I have been looking at this recently since, as a bulk mail sender, we experience regular complaints about how our customer's emails are not delivered or thrown into the SPAM folder. Most people have no idea about how complicated SMTP is and the constant very convoluted battle between senders, receivers and spammers.

What is the problem to fix?

SMTP as a basic protocol is simply text. Anyone can send anything and pretend to be anyone else. I can send an email with a "from" address of billgates@microsoft.com and the receiver is none-the-wiser. This is a problem because spammers or phishers can pretend to be anyone leading the victim to click something they should not click.

Note that the https versions of SMTP do not fix this problem since they only refer to encryption in-transit and not the proof of origin.

What is SPF?

Sender Policy Framework was a simple but misguided attempt to answer a simple question: which ip addresses are allowed to send emails as "me"?

It is easy enough to understand. You create a text record in your DNS for sender.com that lists ips or external references to other lists of ips which say who can send email "from" someone@sender.com. The receiving email server simply queries the DNS and attempts to match the sending ip to one in the list. If it matches, great, but if not, you have an SPF fail.

Why doesn't SPF work properly? There are two problems really.

The first is simply that when using one or more mail forwarding services like mailjet or amazon ses, your domain has to list all of these as "permitted senders", which even when involving external references can cause a bit of a headache. There is a 10 hop limit on DNS searches so with spf records, which are allowed to hop, you can quickly run our of space. We had one customer who (for reasons I don't understand) used some tool which expanded the spf lists into specific ips and created linked records in their DNS. They had already reached the 10 record limit when they needed to add 15 of our mail servers to their spf lists.

The second problem is that spf links the sending ip address to the DNS record so what happens if you e.g. send an email to Gmail and it forwards it to Yahoo? Yahoo sees GMail's ip address as the sender and this would fail SPF.

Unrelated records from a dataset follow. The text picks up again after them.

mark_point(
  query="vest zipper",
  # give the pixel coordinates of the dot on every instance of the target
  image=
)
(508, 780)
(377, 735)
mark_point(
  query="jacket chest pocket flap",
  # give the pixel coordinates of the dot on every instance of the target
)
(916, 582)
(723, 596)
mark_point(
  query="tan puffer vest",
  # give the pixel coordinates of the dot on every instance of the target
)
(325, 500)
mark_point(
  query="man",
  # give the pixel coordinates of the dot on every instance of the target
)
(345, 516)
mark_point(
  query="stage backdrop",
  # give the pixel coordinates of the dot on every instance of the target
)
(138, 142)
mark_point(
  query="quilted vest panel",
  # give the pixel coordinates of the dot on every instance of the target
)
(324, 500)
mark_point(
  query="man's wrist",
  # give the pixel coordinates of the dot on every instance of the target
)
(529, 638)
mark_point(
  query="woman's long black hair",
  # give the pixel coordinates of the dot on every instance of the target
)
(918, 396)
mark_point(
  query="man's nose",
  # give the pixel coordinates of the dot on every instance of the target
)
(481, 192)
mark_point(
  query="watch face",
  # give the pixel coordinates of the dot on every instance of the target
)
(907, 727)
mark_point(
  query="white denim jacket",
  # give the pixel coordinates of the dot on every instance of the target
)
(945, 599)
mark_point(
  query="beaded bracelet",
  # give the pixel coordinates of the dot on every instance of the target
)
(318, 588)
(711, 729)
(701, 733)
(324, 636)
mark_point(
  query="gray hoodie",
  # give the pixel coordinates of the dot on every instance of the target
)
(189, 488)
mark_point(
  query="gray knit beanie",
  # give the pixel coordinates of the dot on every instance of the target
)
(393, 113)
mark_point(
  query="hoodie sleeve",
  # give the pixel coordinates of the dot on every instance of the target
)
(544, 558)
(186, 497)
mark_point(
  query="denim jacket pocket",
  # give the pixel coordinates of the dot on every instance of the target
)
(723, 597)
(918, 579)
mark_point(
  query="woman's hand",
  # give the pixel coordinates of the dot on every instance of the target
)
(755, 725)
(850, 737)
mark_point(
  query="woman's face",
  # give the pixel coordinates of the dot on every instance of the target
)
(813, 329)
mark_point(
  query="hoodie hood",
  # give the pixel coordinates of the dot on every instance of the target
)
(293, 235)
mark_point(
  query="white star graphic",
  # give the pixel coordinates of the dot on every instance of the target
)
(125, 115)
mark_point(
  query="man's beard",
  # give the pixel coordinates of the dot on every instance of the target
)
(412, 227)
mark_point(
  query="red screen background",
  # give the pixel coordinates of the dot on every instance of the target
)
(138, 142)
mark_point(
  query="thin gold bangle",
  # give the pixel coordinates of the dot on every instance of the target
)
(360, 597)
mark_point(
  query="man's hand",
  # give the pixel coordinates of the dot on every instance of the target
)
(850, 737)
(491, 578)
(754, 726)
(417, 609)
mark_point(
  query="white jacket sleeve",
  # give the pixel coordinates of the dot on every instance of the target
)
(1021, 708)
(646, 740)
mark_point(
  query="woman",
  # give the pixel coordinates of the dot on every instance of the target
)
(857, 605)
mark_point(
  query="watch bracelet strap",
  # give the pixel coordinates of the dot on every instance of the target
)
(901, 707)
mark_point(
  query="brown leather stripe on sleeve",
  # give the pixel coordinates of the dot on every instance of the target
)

There is a workaround, in the good old way of the internet, someone invents another protocol to fix the broken one, instead of re-inventing it! It's called Sender Rewriting Scheme (SRS) and basically says to the forwarder that they have to replace the "from" address with their own, temporary from address, which will pass spf although it, of course, assumes that they validated the SPF from the origin server. If that failed, should they forward the email or not?

Messy business! Also, there are still a number of mail relays that do not support SRS and which basically break SPF.

SPF only really protects the senders domain, it doesn't protect people from receiving SPAM and in many ways has very limited value since we know that SPAM and phishing don't have to come from real domains to be effective.

What is DKIM?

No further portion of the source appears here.